O processo dos Rosenberg se desenrolou acumulando equívocos e demonstrações da fraqueza humana.
Mal defendidos, traídos pelas declarações de um irmão de Ethel, que assim
salvou sua pele, os Rosenberg foram
condenados em 1951 à morte na cadeira elétrica e eletrocutados 26 meses
depois, na prisão de Sing Sing, em Nova York.
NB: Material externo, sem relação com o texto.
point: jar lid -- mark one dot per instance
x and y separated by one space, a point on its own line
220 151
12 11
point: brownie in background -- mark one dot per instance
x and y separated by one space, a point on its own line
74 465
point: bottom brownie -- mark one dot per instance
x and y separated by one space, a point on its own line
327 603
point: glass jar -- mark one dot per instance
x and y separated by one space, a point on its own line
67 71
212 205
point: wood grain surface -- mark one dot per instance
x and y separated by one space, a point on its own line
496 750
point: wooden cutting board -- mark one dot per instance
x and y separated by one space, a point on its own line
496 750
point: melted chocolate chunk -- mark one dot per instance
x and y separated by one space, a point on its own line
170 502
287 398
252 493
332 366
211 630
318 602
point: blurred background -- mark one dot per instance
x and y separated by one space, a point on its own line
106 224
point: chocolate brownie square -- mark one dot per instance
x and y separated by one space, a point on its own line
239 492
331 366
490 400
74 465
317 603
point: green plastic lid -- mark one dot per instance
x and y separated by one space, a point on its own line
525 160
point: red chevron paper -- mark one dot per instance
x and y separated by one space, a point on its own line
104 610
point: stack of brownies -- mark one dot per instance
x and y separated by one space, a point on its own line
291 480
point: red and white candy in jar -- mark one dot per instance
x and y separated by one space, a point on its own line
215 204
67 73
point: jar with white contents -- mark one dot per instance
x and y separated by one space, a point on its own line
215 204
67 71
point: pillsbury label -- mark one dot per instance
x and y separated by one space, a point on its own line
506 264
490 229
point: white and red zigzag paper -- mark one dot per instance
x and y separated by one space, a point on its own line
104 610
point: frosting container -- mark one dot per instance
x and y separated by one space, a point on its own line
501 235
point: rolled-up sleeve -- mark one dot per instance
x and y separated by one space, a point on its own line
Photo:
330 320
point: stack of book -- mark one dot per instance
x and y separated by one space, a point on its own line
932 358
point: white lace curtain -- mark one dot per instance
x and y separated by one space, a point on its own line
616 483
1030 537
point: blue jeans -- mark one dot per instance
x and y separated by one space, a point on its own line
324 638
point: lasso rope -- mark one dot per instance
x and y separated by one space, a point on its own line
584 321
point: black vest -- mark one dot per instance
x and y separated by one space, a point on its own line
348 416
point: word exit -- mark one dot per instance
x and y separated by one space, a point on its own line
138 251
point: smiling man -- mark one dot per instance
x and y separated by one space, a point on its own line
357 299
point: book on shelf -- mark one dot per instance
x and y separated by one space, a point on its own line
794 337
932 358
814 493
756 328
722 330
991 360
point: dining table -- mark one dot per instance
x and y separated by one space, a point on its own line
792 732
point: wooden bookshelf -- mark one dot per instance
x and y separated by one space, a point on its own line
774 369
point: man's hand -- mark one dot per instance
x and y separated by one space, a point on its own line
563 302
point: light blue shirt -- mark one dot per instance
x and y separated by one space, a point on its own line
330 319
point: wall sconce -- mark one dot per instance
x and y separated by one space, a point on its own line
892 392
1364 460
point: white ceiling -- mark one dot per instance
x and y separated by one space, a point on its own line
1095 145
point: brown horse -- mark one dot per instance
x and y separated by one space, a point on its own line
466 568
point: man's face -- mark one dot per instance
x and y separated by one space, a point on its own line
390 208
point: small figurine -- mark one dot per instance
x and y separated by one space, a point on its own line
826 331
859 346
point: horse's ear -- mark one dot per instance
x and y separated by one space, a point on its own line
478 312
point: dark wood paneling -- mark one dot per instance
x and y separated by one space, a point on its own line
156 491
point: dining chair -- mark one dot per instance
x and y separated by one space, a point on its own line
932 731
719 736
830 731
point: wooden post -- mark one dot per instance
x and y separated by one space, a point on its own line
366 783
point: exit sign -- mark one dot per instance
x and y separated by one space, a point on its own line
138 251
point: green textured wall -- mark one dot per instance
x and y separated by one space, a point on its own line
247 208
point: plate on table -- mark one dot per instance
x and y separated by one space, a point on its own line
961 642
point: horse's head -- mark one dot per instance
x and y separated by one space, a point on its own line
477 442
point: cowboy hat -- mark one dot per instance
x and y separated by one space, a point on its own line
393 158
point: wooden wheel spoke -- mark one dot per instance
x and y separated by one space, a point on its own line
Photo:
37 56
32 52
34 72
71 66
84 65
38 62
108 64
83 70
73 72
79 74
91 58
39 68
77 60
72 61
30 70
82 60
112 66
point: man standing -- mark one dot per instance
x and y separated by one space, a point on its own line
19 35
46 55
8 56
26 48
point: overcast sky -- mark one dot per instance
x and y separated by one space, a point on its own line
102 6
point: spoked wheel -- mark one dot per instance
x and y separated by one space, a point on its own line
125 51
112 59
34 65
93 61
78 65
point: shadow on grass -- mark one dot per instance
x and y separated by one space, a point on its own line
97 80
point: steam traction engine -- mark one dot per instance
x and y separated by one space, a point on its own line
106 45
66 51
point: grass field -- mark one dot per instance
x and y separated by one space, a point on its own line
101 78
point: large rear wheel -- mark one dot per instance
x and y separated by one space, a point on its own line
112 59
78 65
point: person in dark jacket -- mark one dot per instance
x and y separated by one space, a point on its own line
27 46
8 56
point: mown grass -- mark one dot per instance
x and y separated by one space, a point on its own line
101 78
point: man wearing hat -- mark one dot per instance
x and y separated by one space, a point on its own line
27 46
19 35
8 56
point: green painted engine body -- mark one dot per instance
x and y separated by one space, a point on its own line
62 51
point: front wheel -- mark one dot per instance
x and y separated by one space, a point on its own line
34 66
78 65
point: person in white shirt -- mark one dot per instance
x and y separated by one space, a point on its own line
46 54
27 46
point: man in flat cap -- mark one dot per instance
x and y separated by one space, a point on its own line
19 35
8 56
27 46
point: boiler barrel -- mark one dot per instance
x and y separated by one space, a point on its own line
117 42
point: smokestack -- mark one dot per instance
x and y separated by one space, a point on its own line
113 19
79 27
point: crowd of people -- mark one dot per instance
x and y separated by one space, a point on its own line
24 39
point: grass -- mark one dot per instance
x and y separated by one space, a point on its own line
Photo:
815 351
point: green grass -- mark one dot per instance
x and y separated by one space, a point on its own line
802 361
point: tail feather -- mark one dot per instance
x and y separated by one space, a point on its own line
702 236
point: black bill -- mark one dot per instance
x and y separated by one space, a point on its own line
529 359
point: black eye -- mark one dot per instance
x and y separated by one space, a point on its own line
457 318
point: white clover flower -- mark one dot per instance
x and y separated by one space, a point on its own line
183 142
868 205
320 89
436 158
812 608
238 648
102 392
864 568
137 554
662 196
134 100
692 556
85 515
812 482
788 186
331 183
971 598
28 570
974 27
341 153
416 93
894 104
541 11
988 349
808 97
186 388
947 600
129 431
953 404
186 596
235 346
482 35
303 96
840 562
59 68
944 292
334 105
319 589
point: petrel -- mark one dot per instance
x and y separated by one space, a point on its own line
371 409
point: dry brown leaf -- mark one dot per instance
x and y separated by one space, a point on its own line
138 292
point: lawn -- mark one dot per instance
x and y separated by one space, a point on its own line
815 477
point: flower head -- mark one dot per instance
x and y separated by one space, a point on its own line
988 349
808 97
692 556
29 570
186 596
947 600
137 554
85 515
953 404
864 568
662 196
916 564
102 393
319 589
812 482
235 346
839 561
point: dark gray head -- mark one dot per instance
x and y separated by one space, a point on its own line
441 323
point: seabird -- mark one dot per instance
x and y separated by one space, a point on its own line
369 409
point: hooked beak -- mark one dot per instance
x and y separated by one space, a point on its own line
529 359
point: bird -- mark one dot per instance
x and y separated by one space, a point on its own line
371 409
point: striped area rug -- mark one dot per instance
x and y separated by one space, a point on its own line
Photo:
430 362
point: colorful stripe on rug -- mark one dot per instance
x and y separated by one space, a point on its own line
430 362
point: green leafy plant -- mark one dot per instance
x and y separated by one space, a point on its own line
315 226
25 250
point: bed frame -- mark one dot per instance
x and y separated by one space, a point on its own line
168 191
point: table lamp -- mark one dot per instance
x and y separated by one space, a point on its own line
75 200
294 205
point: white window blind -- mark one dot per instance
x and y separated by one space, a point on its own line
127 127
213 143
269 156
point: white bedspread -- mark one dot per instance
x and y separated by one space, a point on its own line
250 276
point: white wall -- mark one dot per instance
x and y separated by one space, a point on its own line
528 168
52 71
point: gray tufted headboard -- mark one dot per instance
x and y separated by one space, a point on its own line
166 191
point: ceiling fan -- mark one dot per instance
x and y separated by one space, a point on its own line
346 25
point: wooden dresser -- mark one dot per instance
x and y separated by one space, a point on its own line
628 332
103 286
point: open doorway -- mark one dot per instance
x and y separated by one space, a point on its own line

Hoje, a questão da culpa do casal é
menos importante do que as considerações sobre a manipulação desse drama. Em todo caso, são muito fortes os
indícios de que Julius forneceu aos soviéticos alguns desenhos sobre a bomba, sem a importância que lhes foi
atribuída, isso por convicções ideológicas, no curso da Segunda Guerra
Mundial. Seja como for, eles foram vítimas de um jogo de interesses, em
pleno curso da Guerra Fria e do macartismo nos Estados Unidos, numa
época marcada pela detonação da primeira bomba atômica soviética e pela
invasão da Coréia do Sul pela do Norte
e pelos chineses. Também pesou, em
desfavor do casal, um anti-semitismo
ainda vigente em muitos círculos dirigentes.
A grande mobilização mundial em
favor dos Rosenberg -até o último
momento esperava-se a comutação
da pena pelo presidente Eisenhower- foi um capítulo comovente da
história dos anos 50. Nem por isso devemos esquecer que a União Soviética
orquestrou muitas manifestações, como instrumento propício para denunciar o imperialismo americano.
Como muita gente ainda acreditava
na "pátria do socialismo", o genocídio
praticado por Stálin e seus acólitos podia ser levado à conta de fantasia reacionária.
Nos 50 anos que se seguiram à execução dos Rosenberg, muita coisa
mudou nos dois países em confronto.
A União Soviética ruiu, a hegemonia
americana se concretizou e o próprio
confronto deu lugar a algum grau de
entendimento. Mas nem por isso,
guardadas as proporções de cada caso
e a conjuntura histórica de nossos
dias, podemos dizer que haja um regime democrático na Rússia, ou que a
democracia americana não venha
sendo arranhada, a ponto de correr
graves riscos.
É só lembrar, de um lado, que, se Putin logrou alcançar algum grau de estabilidade em seu país, reforçou ao
mesmo tempo os componentes autoritários de uma democracia de fachada. É só lembrar, de outro lado, a ascensão do neoconservadorismo e do
fundamentalismo nos Estados Unidos, sob as bênçãos do presidente
Bush.
Boris Fausto escreve às segundas-feiras nesta
coluna.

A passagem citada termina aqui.